Unintended consequences
Kersten testimony cites chaos in St. Paul schools to argue against race-based disciplinary policies.
American Experiment Senior Policy Fellow Katherine Kersten submitted testimony to the United States Commission on Civil Rights in Washington, D.C. last month for a public briefing entitled The School-to-Prison Pipeline: The Intersections of Students of Color with Disabilities. She said the briefing examined the race-based school discipline policies imposed on public schools by the Obama Administration in a 2014 “Dear Colleague” letter that declared that students should be disciplined based on their race or ethnicity, not their behavior.

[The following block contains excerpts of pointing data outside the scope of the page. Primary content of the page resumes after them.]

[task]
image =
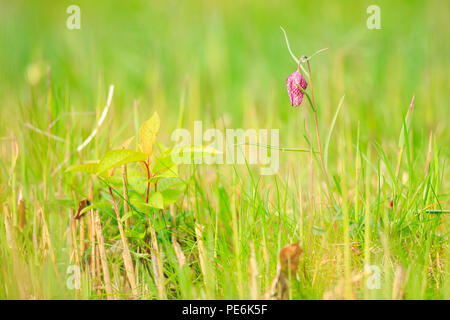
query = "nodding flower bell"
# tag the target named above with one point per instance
(293, 81)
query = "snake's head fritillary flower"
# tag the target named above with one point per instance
(293, 81)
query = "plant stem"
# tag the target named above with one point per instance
(148, 177)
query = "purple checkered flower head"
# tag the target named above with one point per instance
(293, 81)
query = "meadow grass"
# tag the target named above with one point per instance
(385, 201)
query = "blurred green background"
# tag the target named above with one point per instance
(235, 59)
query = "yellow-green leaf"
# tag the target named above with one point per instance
(88, 167)
(156, 200)
(147, 134)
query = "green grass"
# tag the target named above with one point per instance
(226, 64)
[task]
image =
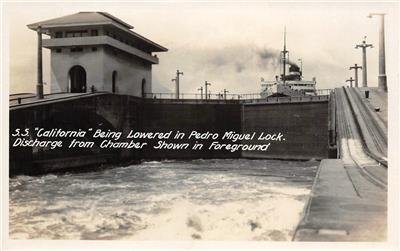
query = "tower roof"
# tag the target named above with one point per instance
(94, 18)
(80, 18)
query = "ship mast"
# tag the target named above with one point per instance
(284, 52)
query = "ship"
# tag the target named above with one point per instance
(289, 84)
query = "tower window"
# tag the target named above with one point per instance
(76, 49)
(58, 34)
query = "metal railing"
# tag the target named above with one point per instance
(214, 96)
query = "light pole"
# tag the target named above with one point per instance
(201, 92)
(382, 82)
(39, 86)
(225, 92)
(351, 81)
(177, 83)
(355, 68)
(205, 85)
(364, 47)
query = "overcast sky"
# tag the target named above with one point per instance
(230, 45)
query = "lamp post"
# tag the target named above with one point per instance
(201, 92)
(225, 92)
(351, 81)
(205, 85)
(364, 47)
(382, 82)
(39, 86)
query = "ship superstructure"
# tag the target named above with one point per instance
(288, 84)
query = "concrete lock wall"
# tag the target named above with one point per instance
(214, 118)
(304, 125)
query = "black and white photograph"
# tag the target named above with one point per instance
(193, 122)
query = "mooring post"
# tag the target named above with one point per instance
(364, 47)
(355, 68)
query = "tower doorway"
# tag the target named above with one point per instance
(77, 79)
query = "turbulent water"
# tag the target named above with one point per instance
(170, 200)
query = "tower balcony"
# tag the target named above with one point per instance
(98, 40)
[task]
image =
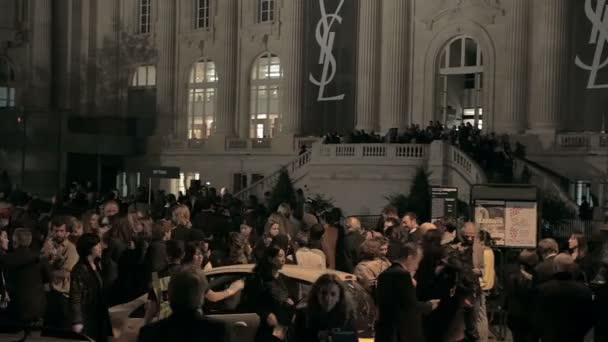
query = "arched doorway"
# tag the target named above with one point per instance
(460, 83)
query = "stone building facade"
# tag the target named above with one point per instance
(223, 88)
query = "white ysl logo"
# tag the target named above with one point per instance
(325, 39)
(599, 36)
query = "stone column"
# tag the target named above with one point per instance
(292, 58)
(165, 70)
(367, 64)
(227, 66)
(515, 95)
(548, 64)
(41, 54)
(394, 84)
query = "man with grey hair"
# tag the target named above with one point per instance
(547, 249)
(186, 296)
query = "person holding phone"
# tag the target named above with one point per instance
(329, 315)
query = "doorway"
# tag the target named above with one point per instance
(460, 83)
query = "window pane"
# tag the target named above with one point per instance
(209, 105)
(211, 77)
(199, 73)
(469, 81)
(456, 53)
(470, 52)
(274, 100)
(141, 76)
(442, 59)
(253, 100)
(151, 76)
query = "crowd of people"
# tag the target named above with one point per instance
(63, 265)
(492, 152)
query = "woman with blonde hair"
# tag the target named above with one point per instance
(373, 262)
(329, 312)
(577, 244)
(180, 217)
(90, 222)
(272, 229)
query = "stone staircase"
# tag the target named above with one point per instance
(296, 169)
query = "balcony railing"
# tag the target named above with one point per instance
(583, 141)
(374, 151)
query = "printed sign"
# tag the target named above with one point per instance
(443, 203)
(521, 224)
(490, 216)
(163, 172)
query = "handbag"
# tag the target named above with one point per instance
(4, 297)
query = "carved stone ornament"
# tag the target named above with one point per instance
(484, 11)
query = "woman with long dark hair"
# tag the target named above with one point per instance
(329, 312)
(240, 250)
(373, 262)
(272, 302)
(88, 306)
(271, 230)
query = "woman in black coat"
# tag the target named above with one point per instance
(88, 307)
(25, 274)
(270, 296)
(329, 313)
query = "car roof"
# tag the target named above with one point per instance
(292, 271)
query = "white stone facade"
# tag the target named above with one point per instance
(528, 84)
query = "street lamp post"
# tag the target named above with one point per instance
(23, 120)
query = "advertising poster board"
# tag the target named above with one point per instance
(509, 212)
(520, 224)
(490, 216)
(443, 203)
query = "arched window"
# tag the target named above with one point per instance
(144, 76)
(461, 83)
(201, 99)
(7, 84)
(266, 78)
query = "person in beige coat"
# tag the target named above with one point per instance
(373, 262)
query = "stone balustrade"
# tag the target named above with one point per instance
(232, 145)
(583, 141)
(373, 152)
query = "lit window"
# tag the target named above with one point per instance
(145, 9)
(144, 76)
(266, 78)
(265, 11)
(202, 14)
(468, 116)
(201, 99)
(7, 84)
(182, 183)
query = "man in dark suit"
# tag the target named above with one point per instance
(565, 306)
(186, 323)
(548, 249)
(400, 312)
(410, 222)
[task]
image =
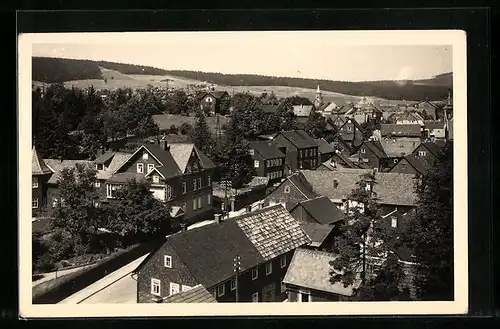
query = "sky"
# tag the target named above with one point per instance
(293, 55)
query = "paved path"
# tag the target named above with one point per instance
(116, 287)
(52, 275)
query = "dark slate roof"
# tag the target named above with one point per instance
(391, 188)
(209, 251)
(311, 269)
(267, 149)
(376, 147)
(38, 166)
(302, 185)
(316, 232)
(104, 157)
(434, 148)
(300, 138)
(197, 294)
(126, 177)
(269, 108)
(324, 147)
(408, 130)
(415, 163)
(169, 166)
(322, 210)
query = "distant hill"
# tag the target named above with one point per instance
(62, 70)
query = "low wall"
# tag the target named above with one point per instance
(93, 274)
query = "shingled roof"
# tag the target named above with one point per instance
(209, 251)
(311, 269)
(400, 147)
(324, 147)
(403, 130)
(197, 294)
(38, 166)
(391, 188)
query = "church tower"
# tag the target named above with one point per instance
(318, 101)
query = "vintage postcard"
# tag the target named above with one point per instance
(253, 173)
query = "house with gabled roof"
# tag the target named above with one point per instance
(400, 130)
(210, 101)
(301, 150)
(308, 278)
(268, 160)
(177, 174)
(256, 246)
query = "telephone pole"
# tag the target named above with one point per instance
(237, 269)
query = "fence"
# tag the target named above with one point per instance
(93, 274)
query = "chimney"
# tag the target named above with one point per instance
(164, 145)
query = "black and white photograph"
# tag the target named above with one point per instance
(297, 172)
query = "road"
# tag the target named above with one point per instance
(116, 287)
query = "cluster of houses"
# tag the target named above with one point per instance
(273, 240)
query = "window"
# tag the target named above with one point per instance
(155, 287)
(283, 261)
(255, 273)
(169, 192)
(174, 288)
(221, 290)
(167, 261)
(233, 284)
(269, 268)
(140, 168)
(255, 297)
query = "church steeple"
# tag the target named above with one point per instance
(318, 101)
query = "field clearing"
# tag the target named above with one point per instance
(164, 121)
(116, 80)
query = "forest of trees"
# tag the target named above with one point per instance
(60, 70)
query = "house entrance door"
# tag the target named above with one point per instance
(269, 293)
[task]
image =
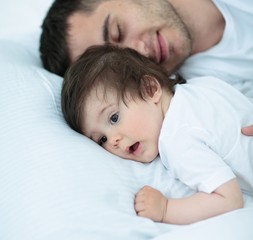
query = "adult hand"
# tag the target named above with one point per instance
(248, 131)
(150, 203)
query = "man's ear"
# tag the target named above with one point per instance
(152, 88)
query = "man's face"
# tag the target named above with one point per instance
(152, 28)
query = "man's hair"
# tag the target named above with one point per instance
(54, 51)
(123, 70)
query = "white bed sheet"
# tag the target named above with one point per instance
(56, 184)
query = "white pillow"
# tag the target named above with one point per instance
(55, 181)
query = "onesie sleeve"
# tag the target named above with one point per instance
(192, 157)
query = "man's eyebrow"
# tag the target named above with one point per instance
(105, 29)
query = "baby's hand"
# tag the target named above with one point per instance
(150, 203)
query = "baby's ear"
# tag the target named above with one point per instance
(152, 88)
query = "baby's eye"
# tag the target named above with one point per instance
(102, 140)
(120, 34)
(114, 118)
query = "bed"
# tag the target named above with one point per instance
(54, 183)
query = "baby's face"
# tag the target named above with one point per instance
(130, 132)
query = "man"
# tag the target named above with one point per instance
(198, 37)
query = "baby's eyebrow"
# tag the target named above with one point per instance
(105, 29)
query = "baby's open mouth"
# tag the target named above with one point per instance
(134, 147)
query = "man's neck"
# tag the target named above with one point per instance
(204, 21)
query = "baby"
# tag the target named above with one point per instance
(128, 105)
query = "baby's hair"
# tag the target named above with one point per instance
(120, 69)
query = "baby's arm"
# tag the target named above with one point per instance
(152, 204)
(248, 131)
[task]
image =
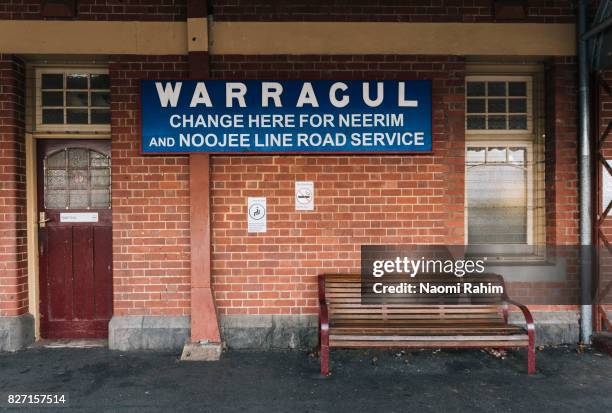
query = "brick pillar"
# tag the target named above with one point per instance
(16, 325)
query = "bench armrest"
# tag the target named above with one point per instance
(526, 313)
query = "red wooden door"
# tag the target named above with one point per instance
(75, 239)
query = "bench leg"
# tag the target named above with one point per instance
(531, 359)
(324, 360)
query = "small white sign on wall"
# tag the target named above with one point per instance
(78, 217)
(304, 196)
(257, 214)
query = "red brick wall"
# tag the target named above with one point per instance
(359, 199)
(561, 152)
(154, 10)
(13, 237)
(605, 113)
(150, 202)
(539, 11)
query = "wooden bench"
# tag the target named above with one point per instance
(473, 322)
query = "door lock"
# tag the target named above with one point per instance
(42, 221)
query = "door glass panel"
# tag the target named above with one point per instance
(100, 178)
(77, 178)
(78, 158)
(100, 199)
(56, 179)
(57, 160)
(55, 199)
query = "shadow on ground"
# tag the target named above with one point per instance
(378, 381)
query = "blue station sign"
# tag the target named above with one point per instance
(281, 117)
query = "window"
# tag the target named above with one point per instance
(504, 172)
(72, 100)
(77, 178)
(498, 104)
(498, 194)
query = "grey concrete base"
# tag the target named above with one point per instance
(16, 332)
(269, 331)
(553, 327)
(300, 332)
(201, 352)
(148, 333)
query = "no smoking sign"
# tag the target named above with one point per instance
(304, 196)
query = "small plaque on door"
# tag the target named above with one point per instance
(78, 217)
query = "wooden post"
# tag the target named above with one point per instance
(204, 320)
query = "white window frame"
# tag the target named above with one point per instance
(509, 78)
(508, 138)
(530, 182)
(41, 127)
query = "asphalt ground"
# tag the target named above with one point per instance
(100, 380)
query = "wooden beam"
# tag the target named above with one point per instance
(204, 320)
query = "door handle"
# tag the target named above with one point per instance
(42, 221)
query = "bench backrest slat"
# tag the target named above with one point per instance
(344, 301)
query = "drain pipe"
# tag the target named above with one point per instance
(585, 179)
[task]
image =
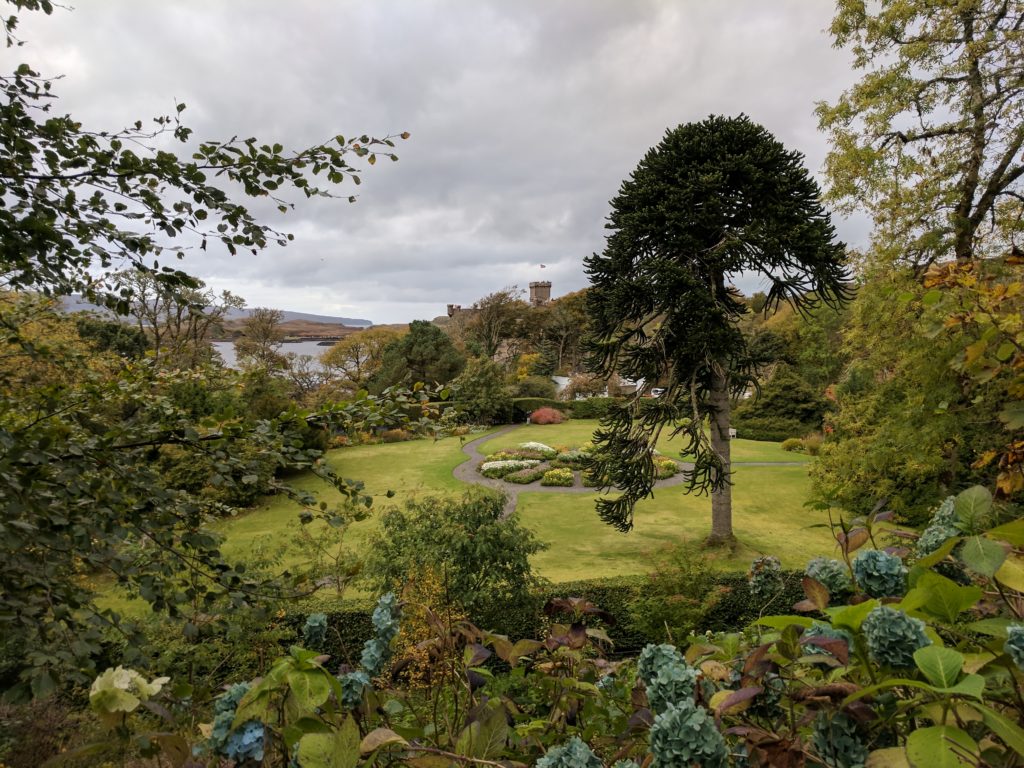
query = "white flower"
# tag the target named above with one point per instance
(540, 446)
(119, 690)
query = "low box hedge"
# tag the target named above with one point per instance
(349, 624)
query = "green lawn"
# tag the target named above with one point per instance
(410, 468)
(768, 507)
(577, 432)
(768, 517)
(768, 512)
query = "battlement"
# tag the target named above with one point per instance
(540, 293)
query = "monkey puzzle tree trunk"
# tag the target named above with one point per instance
(721, 500)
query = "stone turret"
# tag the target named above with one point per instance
(540, 293)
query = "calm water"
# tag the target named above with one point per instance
(226, 350)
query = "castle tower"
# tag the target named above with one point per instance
(540, 293)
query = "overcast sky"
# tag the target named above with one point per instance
(524, 118)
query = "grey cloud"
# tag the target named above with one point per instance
(525, 118)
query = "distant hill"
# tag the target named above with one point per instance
(76, 303)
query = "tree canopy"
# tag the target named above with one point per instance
(83, 434)
(424, 354)
(713, 200)
(929, 139)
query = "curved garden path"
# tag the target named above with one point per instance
(466, 472)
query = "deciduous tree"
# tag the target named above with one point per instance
(355, 359)
(261, 338)
(929, 140)
(424, 354)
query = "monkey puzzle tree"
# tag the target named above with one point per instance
(713, 200)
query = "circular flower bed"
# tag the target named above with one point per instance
(529, 462)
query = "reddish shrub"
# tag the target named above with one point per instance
(396, 435)
(547, 416)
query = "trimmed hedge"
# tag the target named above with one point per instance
(349, 624)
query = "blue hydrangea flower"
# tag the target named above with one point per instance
(1015, 644)
(893, 636)
(819, 629)
(879, 573)
(666, 675)
(765, 577)
(685, 734)
(606, 684)
(832, 573)
(244, 742)
(573, 754)
(352, 685)
(944, 525)
(838, 741)
(375, 651)
(314, 631)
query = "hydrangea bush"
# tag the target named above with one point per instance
(832, 573)
(573, 754)
(879, 573)
(685, 734)
(893, 636)
(666, 675)
(765, 577)
(240, 743)
(943, 526)
(314, 631)
(933, 678)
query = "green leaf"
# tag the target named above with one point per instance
(1011, 573)
(1012, 531)
(484, 738)
(380, 737)
(891, 757)
(935, 557)
(982, 555)
(1013, 416)
(973, 505)
(945, 598)
(941, 666)
(780, 623)
(940, 747)
(309, 688)
(851, 616)
(1003, 727)
(972, 686)
(991, 627)
(337, 750)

She cited the chaos in Saint Paul Public Schools that resulted from the district’s race-based disciplinary policies, as an example. Kersten has written extensively in Thinking Minnesota and elsewhere about how, according to her testimony, “This flawed premise has led to a host of disastrous, if unintended, consequences in schools where it has been applied.”
Race-based discipline policies in St. Paul, she said, “have generated violence and disorder, and produced an environment where learning is often impossible.” The reason? The policies have created “a segment of kids who consider themselves untouchable,” in the words of one veteran teacher.
Proponents of race-based discipline policies say they seek justice for poor and minority children, she wrote. “But it is poor and minority children, struggling to learn in anarchic classrooms, who suffer disproportionately from misguided equity policies. So long as disorder is allowed to flourish in the name of statistical parity, our nation’s yawning racial learning gap will continue to widen.”